When we supply a query, Chroma will first embed each query with the collection’s embedding function, and then use similarity function to compare the query embedding with the existing embeddings in this collection. Therefore, we need to ensure both the query and the existing embeddings are embedded using the same model for the comparison to make sense.

create a new Chroma collection

import chromadb
from chromadb.utils import embedding_functions

emb_fn = embedding_functions.SentenceTransformerEmbeddingFunction(model_name="clip-ViT-B-32")

client = chromadb.PersistentClient(path='.')
collection = client.create_collection(name="unsplash25k", embedding_function=emb_fn)

extract embedding and metadata from prepared materials

We will retrieve these columns from the dataset photos dataframe:

photo_id
photo_image_url (a URL pointing to the actual image)
ai_description (use as image captions for plotting)

and just as a reminder, we will use the followings from the deserialized pickle file:

img_names (image names are in the format xyz.jpg. Here we will remove jpg and match it with photo_id above)
img_emb: precomputed embeddings

Now we will merge both so that each embedding is associated with its unique metadata.

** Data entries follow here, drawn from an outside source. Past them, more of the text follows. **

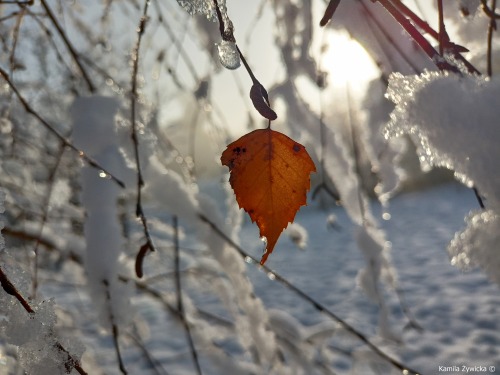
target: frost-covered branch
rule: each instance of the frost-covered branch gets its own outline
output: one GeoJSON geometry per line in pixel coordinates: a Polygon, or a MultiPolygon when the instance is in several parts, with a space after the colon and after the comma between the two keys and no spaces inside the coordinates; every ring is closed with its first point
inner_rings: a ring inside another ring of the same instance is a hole
{"type": "Polygon", "coordinates": [[[9,75],[5,70],[0,68],[0,75],[3,77],[3,79],[7,82],[11,90],[14,92],[14,94],[17,96],[19,101],[21,102],[22,106],[28,112],[30,115],[34,116],[49,132],[51,132],[53,135],[55,135],[63,144],[64,146],[72,149],[75,151],[78,156],[83,159],[87,164],[89,164],[91,167],[103,171],[106,175],[108,175],[114,182],[116,182],[120,187],[124,188],[125,184],[115,177],[113,173],[108,171],[106,168],[102,167],[97,161],[95,161],[93,158],[88,156],[83,150],[79,149],[76,147],[73,143],[69,141],[64,135],[62,135],[59,131],[56,130],[55,127],[53,127],[47,120],[45,120],[37,111],[35,111],[26,101],[26,99],[21,95],[17,87],[14,85],[12,80],[10,79],[9,75]]]}
{"type": "Polygon", "coordinates": [[[56,16],[54,15],[54,12],[52,12],[52,9],[47,4],[47,1],[46,0],[40,0],[40,1],[41,1],[43,9],[45,9],[45,12],[47,12],[47,16],[49,17],[50,21],[52,22],[52,24],[56,28],[59,35],[61,36],[61,39],[64,41],[64,44],[68,48],[69,53],[71,54],[71,56],[73,57],[73,60],[75,61],[76,65],[78,66],[78,69],[80,70],[80,73],[82,74],[82,77],[83,77],[85,83],[87,84],[87,88],[88,88],[89,92],[91,94],[93,94],[96,91],[95,85],[92,82],[92,80],[90,79],[90,75],[87,73],[87,70],[83,66],[78,52],[76,52],[75,47],[73,46],[73,44],[69,40],[68,36],[66,35],[66,32],[63,30],[63,28],[59,24],[59,21],[57,20],[56,16]]]}
{"type": "Polygon", "coordinates": [[[136,123],[136,105],[137,105],[137,75],[139,72],[139,57],[140,57],[140,49],[141,49],[141,41],[142,36],[144,34],[144,30],[146,28],[147,22],[147,14],[149,9],[149,0],[144,1],[144,8],[142,11],[142,16],[139,21],[139,26],[137,28],[137,42],[132,51],[132,91],[130,94],[130,121],[131,121],[131,138],[132,144],[134,147],[134,157],[135,164],[137,168],[137,201],[136,201],[136,209],[135,215],[141,220],[142,227],[144,229],[144,235],[146,237],[146,242],[139,249],[139,253],[136,258],[136,274],[138,277],[142,277],[142,262],[144,257],[149,251],[155,251],[155,245],[153,242],[153,238],[151,237],[151,233],[149,231],[148,219],[144,213],[144,209],[142,207],[142,188],[144,187],[144,179],[142,177],[142,169],[141,169],[141,161],[139,156],[139,138],[137,136],[137,123],[136,123]]]}
{"type": "MultiPolygon", "coordinates": [[[[251,256],[248,254],[241,246],[239,246],[236,242],[234,242],[231,238],[229,238],[215,223],[213,223],[209,218],[207,218],[203,214],[199,214],[198,218],[203,221],[204,223],[208,224],[210,228],[217,233],[224,241],[226,241],[227,244],[229,244],[233,249],[238,251],[238,253],[245,259],[247,263],[259,265],[260,260],[257,258],[251,256]]],[[[418,375],[420,372],[415,371],[408,366],[404,365],[403,363],[399,362],[398,360],[394,359],[384,351],[382,351],[377,345],[373,344],[370,339],[368,339],[365,334],[361,333],[358,331],[356,328],[351,326],[349,323],[347,323],[344,319],[339,317],[337,314],[332,312],[330,309],[328,309],[325,305],[321,304],[320,302],[316,301],[314,298],[312,298],[309,294],[292,284],[290,281],[288,281],[285,277],[281,276],[279,273],[276,271],[273,271],[271,268],[265,266],[265,265],[260,265],[259,268],[263,270],[264,272],[267,273],[268,277],[271,277],[273,280],[283,284],[286,286],[289,290],[294,292],[296,295],[298,295],[300,298],[303,300],[307,301],[308,303],[311,304],[316,310],[324,313],[325,315],[329,316],[336,322],[338,322],[342,328],[344,328],[347,332],[352,334],[354,337],[358,338],[361,342],[363,342],[365,345],[367,345],[370,350],[372,350],[374,353],[376,353],[378,356],[386,360],[387,362],[391,363],[394,367],[397,369],[403,371],[405,374],[415,374],[418,375]]]]}

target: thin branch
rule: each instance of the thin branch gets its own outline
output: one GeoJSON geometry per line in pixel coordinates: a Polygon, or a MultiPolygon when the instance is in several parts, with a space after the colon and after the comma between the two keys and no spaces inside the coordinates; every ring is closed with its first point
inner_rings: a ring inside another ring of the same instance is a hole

# Build a mapping from photo_id to metadata with renamed keys ("url" and "description")
metadata_map = {}
for _, row in datasets['photos'].iterrows():
    # Ensure photo_id is a string; it should match img_names without extension
    photo_id = str(row["photo_id"])
    # Use a fallback default value if any metadata field is missing or None
    url = row.get("photo_image_url") or ""
    description = row.get("ai_description") or ""
    metadata_map[photo_id] = {"url": row["photo_image_url"], "description": row["ai_description"]}

# Prepare lists to hold the ids, embeddings, and metadata in the right order
ids = []
embeddings = []
metadatas = []

for name, emb in zip(img_names, img_emb):
    # Remove the file extension (.jpg) to retrieve the photo_id
    photo_id = name.rsplit(".", 1)[0]
    ids.append(photo_id)
    embeddings.append(emb)
  
    # Retrieve metadata using the photo_id; assign defaults if it doesn't exist
    meta = metadata_map.get(photo_id, {"url": "", "description": ""})
    # Ensure neither 'url' nor 'description' is None
    url = meta.get("url") if meta.get("url") is not None else ""
    description = meta.get("description") if meta.get("description") is not None else ""
    metadatas.append({"url": url, "description": description})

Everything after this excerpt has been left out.